Center on Reinventing Public Education, School Finance Redesign Project
Paul T. Hill, Marguerite Roza, and James Harvey
December 2008
This handy little report represents the culmination of a six-year, $6 million effort--the School Finance Redesign Project--designed to address one simple, but crucial, question: "How can states and localities spend money more effectively to promote high achievement for all students?" That question spawned 30 studies from more than 40 scholars, the sum of whose work is summarized in this report, and which identifies a handful of pressing problems and suggests four recommendations. On the problem front, the offenders are well known. For example, despite huge increases in funding in recent decades, student achievement has improved only marginally (if at all).
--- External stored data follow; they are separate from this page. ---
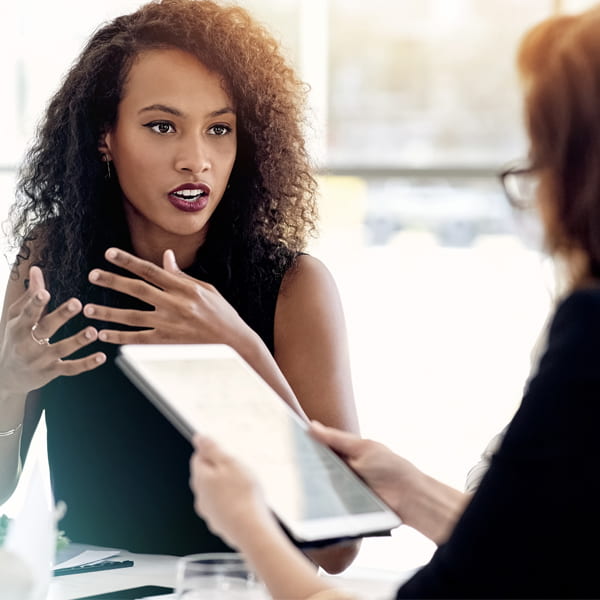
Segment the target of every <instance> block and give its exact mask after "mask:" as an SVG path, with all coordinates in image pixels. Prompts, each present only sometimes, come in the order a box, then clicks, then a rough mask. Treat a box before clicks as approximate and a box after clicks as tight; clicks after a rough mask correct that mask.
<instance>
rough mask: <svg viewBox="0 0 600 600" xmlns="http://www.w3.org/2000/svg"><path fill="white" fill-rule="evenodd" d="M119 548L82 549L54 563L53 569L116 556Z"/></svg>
mask: <svg viewBox="0 0 600 600" xmlns="http://www.w3.org/2000/svg"><path fill="white" fill-rule="evenodd" d="M118 554H119V550H84V551H83V552H81V553H80V554H78V555H77V556H74V557H73V558H69V559H68V560H64V561H63V562H61V563H58V564H57V565H54V568H55V569H69V568H71V567H79V566H81V565H91V564H93V563H96V562H102V561H104V560H106V559H108V558H112V557H113V556H117V555H118Z"/></svg>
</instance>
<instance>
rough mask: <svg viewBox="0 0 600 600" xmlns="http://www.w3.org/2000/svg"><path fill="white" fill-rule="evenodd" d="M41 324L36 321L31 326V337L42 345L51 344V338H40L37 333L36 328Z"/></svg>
mask: <svg viewBox="0 0 600 600" xmlns="http://www.w3.org/2000/svg"><path fill="white" fill-rule="evenodd" d="M38 325H39V323H34V324H33V325H32V326H31V339H32V340H33V341H34V342H35V343H36V344H39V345H40V346H49V345H50V338H39V337H37V336H36V335H35V330H36V329H37V326H38Z"/></svg>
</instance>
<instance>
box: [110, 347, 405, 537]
mask: <svg viewBox="0 0 600 600" xmlns="http://www.w3.org/2000/svg"><path fill="white" fill-rule="evenodd" d="M116 360H117V364H118V365H119V367H120V368H121V369H122V370H123V371H124V372H125V374H126V375H127V376H128V377H129V378H130V379H131V380H132V381H133V383H134V384H135V385H136V386H137V387H139V388H140V390H141V391H142V392H143V393H144V394H145V395H146V396H147V397H148V398H149V399H150V401H152V402H153V403H154V404H155V405H156V407H157V408H158V409H159V410H160V411H161V412H162V413H163V414H164V415H165V416H166V417H167V419H169V420H170V421H171V423H172V424H173V425H174V426H175V427H176V428H177V429H179V431H180V432H181V433H182V434H183V435H184V436H185V437H186V438H188V439H190V440H191V438H192V436H193V435H194V433H195V432H199V433H203V434H205V435H207V436H209V437H211V438H212V439H214V440H215V441H216V442H218V443H219V444H220V445H221V446H222V447H223V448H224V450H225V451H227V452H228V453H229V454H232V455H233V456H235V457H236V458H237V459H238V460H239V461H240V462H242V463H243V464H244V465H245V466H246V467H247V468H248V469H250V471H251V472H252V473H253V474H254V476H255V477H256V478H257V479H258V481H259V482H260V484H261V486H262V488H263V490H264V494H265V499H266V501H267V503H268V505H269V507H270V508H271V510H272V511H273V513H274V514H275V516H276V517H277V518H278V519H279V521H280V523H281V524H282V525H283V527H284V529H285V530H286V531H287V533H288V534H289V535H290V537H292V539H294V541H295V542H296V543H297V544H298V545H303V546H311V545H312V546H318V545H322V544H323V543H330V542H333V541H339V540H341V539H345V538H355V537H364V536H367V535H381V534H383V533H387V532H389V531H390V530H391V529H393V528H395V527H397V526H398V525H400V519H399V517H398V516H397V515H396V514H395V513H394V512H393V511H392V510H391V508H389V507H388V506H387V505H386V504H385V503H384V502H383V501H382V500H381V499H380V498H379V497H378V496H377V495H376V494H375V493H374V492H373V490H371V489H370V488H369V487H368V486H367V485H366V484H365V483H364V482H363V480H362V479H360V477H359V476H358V475H357V474H356V473H354V471H352V470H351V469H350V467H348V465H347V464H346V463H345V462H344V461H343V460H342V459H341V458H340V457H339V456H338V455H337V454H336V453H335V452H333V451H332V450H331V449H330V448H328V447H326V446H324V445H323V444H321V443H320V442H318V441H317V440H315V439H313V437H312V436H311V435H310V433H309V431H308V424H307V423H306V422H305V421H304V420H303V419H302V418H301V417H299V416H298V415H297V414H296V412H295V411H294V410H293V409H292V408H290V406H289V405H288V404H287V403H286V402H284V401H283V400H282V399H281V398H280V397H279V396H278V395H277V393H276V392H275V391H274V390H273V389H272V388H271V387H270V386H269V385H268V384H267V383H266V382H265V381H264V380H263V379H262V378H261V377H260V376H259V375H258V374H257V373H256V372H255V371H254V370H253V369H252V367H250V365H248V363H246V362H245V361H244V359H242V357H241V356H240V355H239V354H237V352H235V350H233V349H232V348H231V347H229V346H226V345H224V344H199V345H187V344H177V345H165V344H149V345H134V344H130V345H124V346H122V347H121V348H120V353H119V355H118V357H117V359H116Z"/></svg>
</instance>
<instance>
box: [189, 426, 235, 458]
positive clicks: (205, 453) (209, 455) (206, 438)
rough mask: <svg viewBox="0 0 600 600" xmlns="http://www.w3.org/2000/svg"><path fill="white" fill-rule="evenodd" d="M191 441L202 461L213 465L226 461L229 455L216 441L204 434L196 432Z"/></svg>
mask: <svg viewBox="0 0 600 600" xmlns="http://www.w3.org/2000/svg"><path fill="white" fill-rule="evenodd" d="M192 443H193V445H194V449H195V450H196V453H197V454H198V455H199V456H200V457H201V458H202V460H203V461H204V462H207V463H210V464H213V465H214V464H216V463H218V462H223V461H227V459H228V458H229V455H228V454H226V453H225V451H224V450H222V449H221V446H219V445H218V444H217V442H215V441H214V440H213V439H211V438H209V437H207V436H205V435H202V434H199V433H196V434H195V435H194V438H193V440H192Z"/></svg>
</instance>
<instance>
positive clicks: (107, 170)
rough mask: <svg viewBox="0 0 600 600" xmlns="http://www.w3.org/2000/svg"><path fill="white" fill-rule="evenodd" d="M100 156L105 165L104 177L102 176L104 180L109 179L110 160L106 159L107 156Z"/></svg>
mask: <svg viewBox="0 0 600 600" xmlns="http://www.w3.org/2000/svg"><path fill="white" fill-rule="evenodd" d="M102 156H103V158H104V162H105V163H106V175H105V176H104V179H110V159H109V158H108V154H103V155H102Z"/></svg>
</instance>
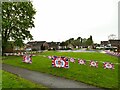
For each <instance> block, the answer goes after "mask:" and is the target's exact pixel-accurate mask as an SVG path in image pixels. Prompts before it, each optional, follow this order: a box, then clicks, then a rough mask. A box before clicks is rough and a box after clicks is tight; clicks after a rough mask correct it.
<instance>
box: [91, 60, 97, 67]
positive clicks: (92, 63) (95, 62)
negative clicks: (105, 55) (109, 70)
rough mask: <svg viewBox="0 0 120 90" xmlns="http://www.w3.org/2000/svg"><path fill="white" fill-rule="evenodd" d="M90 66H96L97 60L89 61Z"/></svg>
mask: <svg viewBox="0 0 120 90" xmlns="http://www.w3.org/2000/svg"><path fill="white" fill-rule="evenodd" d="M90 66H91V67H98V62H97V61H92V60H91V61H90Z"/></svg>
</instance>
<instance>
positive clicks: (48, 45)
mask: <svg viewBox="0 0 120 90" xmlns="http://www.w3.org/2000/svg"><path fill="white" fill-rule="evenodd" d="M47 44H48V46H49V48H48V49H50V50H51V49H52V50H58V49H60V42H53V41H52V42H47Z"/></svg>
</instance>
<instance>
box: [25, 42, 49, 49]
mask: <svg viewBox="0 0 120 90" xmlns="http://www.w3.org/2000/svg"><path fill="white" fill-rule="evenodd" d="M48 47H49V45H48V44H47V42H46V41H32V42H28V43H27V45H26V49H28V48H31V49H32V50H33V51H39V50H47V49H48Z"/></svg>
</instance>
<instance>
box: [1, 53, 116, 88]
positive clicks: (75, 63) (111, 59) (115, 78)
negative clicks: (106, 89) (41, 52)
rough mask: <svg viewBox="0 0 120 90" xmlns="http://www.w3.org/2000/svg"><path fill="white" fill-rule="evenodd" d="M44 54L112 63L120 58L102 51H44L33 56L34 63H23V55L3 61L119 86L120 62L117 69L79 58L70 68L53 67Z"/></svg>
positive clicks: (100, 85) (7, 57) (77, 80)
mask: <svg viewBox="0 0 120 90" xmlns="http://www.w3.org/2000/svg"><path fill="white" fill-rule="evenodd" d="M42 55H46V56H48V55H56V56H67V57H74V58H80V59H85V60H96V61H98V62H99V61H103V62H105V61H109V62H111V63H118V58H117V57H114V56H110V55H107V54H102V53H93V52H92V53H86V52H85V53H80V52H79V53H78V52H43V53H40V55H38V56H34V57H33V63H32V64H25V63H22V62H21V61H22V57H17V56H9V57H7V58H5V60H3V63H6V64H10V65H14V66H18V67H22V68H26V69H30V70H34V71H39V72H44V73H48V74H52V75H55V76H60V77H64V78H68V79H72V80H76V81H81V82H84V83H87V84H91V85H94V86H98V87H102V88H117V87H118V64H115V69H113V70H111V69H104V68H103V63H101V62H99V63H98V68H95V67H90V66H89V61H87V62H86V65H79V64H78V60H76V63H71V62H70V63H69V65H70V68H69V69H65V68H53V67H52V62H51V60H50V59H48V58H47V57H43V56H42Z"/></svg>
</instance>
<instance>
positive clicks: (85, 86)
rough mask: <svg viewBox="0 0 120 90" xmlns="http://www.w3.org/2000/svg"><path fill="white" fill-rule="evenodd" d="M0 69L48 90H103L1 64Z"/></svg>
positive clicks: (94, 86) (48, 74)
mask: <svg viewBox="0 0 120 90" xmlns="http://www.w3.org/2000/svg"><path fill="white" fill-rule="evenodd" d="M2 69H3V70H5V71H8V72H11V73H13V74H16V75H18V76H20V77H22V78H25V79H27V80H30V81H32V82H35V83H38V84H42V85H44V86H47V87H49V88H89V89H90V88H91V89H95V90H96V89H97V90H103V89H101V88H98V87H95V86H91V85H88V84H85V83H81V82H77V81H74V80H69V79H65V78H62V77H56V76H53V75H50V74H45V73H41V72H36V71H31V70H27V69H23V68H19V67H15V66H11V65H7V64H2Z"/></svg>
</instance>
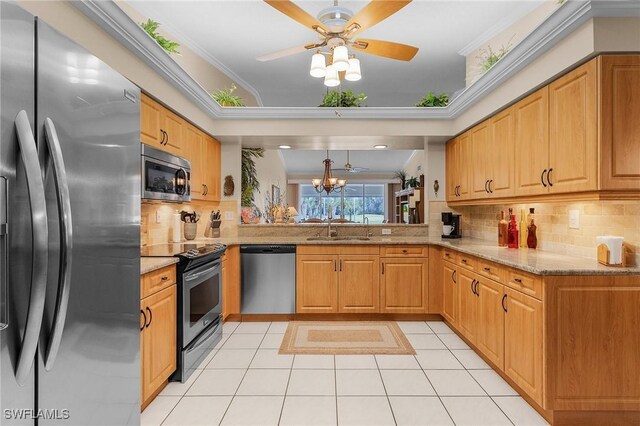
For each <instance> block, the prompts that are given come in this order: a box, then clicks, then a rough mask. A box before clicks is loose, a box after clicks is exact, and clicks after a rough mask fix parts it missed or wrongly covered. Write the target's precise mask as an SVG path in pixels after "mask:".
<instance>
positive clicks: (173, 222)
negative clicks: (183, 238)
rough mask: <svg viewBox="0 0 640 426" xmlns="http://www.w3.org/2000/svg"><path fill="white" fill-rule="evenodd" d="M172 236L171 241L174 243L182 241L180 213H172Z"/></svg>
mask: <svg viewBox="0 0 640 426" xmlns="http://www.w3.org/2000/svg"><path fill="white" fill-rule="evenodd" d="M172 231H173V238H172V241H173V242H174V243H179V242H181V241H182V230H181V229H180V213H177V212H176V213H174V214H173V230H172Z"/></svg>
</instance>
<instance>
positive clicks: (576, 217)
mask: <svg viewBox="0 0 640 426" xmlns="http://www.w3.org/2000/svg"><path fill="white" fill-rule="evenodd" d="M569 228H570V229H580V210H569Z"/></svg>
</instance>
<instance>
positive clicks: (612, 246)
mask: <svg viewBox="0 0 640 426" xmlns="http://www.w3.org/2000/svg"><path fill="white" fill-rule="evenodd" d="M623 241H624V237H616V236H614V235H602V236H598V237H596V242H597V243H598V244H604V245H606V246H607V248H608V249H609V263H610V264H612V265H620V264H621V263H622V243H623Z"/></svg>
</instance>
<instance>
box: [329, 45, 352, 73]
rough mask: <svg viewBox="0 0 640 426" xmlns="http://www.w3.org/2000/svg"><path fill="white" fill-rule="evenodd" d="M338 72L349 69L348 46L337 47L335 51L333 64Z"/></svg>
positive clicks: (341, 46) (343, 70)
mask: <svg viewBox="0 0 640 426" xmlns="http://www.w3.org/2000/svg"><path fill="white" fill-rule="evenodd" d="M332 65H333V66H334V68H335V69H336V70H337V71H346V70H347V69H348V68H349V51H348V50H347V47H346V46H336V47H335V48H334V49H333V64H332Z"/></svg>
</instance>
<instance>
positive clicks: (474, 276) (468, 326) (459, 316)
mask: <svg viewBox="0 0 640 426" xmlns="http://www.w3.org/2000/svg"><path fill="white" fill-rule="evenodd" d="M475 284H476V279H475V274H474V273H473V272H469V271H467V270H465V269H463V268H458V286H459V287H460V289H459V292H460V296H459V299H458V330H460V332H461V333H462V334H463V335H464V337H466V338H467V339H469V341H470V342H471V343H475V342H476V333H477V331H476V330H477V328H478V325H477V321H478V319H477V318H478V301H477V296H476V293H475Z"/></svg>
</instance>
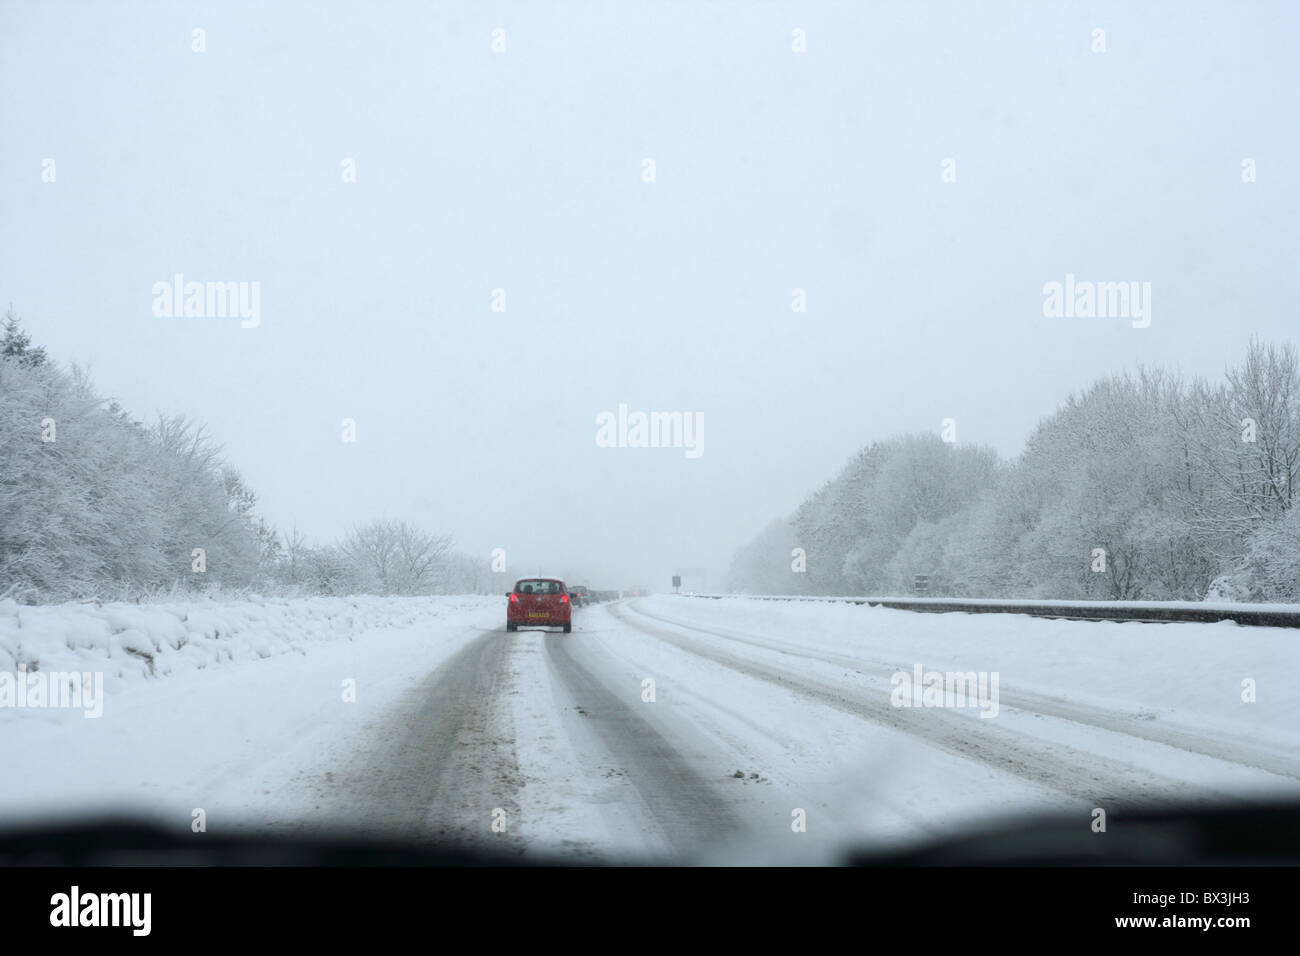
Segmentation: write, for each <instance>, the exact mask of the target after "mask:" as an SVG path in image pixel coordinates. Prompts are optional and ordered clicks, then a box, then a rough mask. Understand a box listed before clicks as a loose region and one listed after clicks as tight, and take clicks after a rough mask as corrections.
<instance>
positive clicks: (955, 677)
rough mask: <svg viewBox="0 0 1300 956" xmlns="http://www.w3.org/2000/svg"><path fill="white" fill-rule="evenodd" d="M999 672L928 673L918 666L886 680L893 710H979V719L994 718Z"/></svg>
mask: <svg viewBox="0 0 1300 956" xmlns="http://www.w3.org/2000/svg"><path fill="white" fill-rule="evenodd" d="M998 680H1000V675H998V671H927V670H924V669H923V667H922V666H920V665H919V663H918V665H917V666H914V667H913V670H911V674H909V672H907V671H894V674H893V676H892V678H889V683H891V684H893V688H894V689H893V692H891V695H889V702H891V704H892V705H893V706H896V708H979V709H980V717H997V684H998Z"/></svg>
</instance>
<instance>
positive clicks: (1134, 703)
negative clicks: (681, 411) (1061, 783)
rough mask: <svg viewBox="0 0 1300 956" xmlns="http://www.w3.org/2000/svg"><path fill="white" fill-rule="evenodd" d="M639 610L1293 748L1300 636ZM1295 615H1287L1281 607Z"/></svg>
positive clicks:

And there are tremendous inequities on various levels--between states, district, schools, and even classrooms. For instance, one study found that the actual per pupil spending of a typical "core" class (e.g. math or English) was 20 percent less than a "non-core," or elective, class--due to differences in class size, teacher salaries, and teacher workloads. In another study, Roza, Davis, and Guinn found that spending patterns of principals were determined at least in part by level of autonomy. With greater control, principals "would often make different choices," such as hiring more teachers but at lower salaries. And of course multiple studies showed the funding inequities across states and between low and high poverty schools--gaps that are (at the state level) unfortunately correlated with achievement. The four recommended solutions are sensible: fund schools based on student counts; link data on funding and results; encourage innovation; and hold schools and districts accountable for student learning. In fact, these are consistent with the principles of a weighted student funding system advocated by Fordham in Fund the Child; they would do much to right the many wrongs caused by today's antiquated, inequitable, and overly complex funding systems. Of course, actually implementing such changes is far from simple, but reformers interested in a quick outline of the problems and of the way forward should check out this work.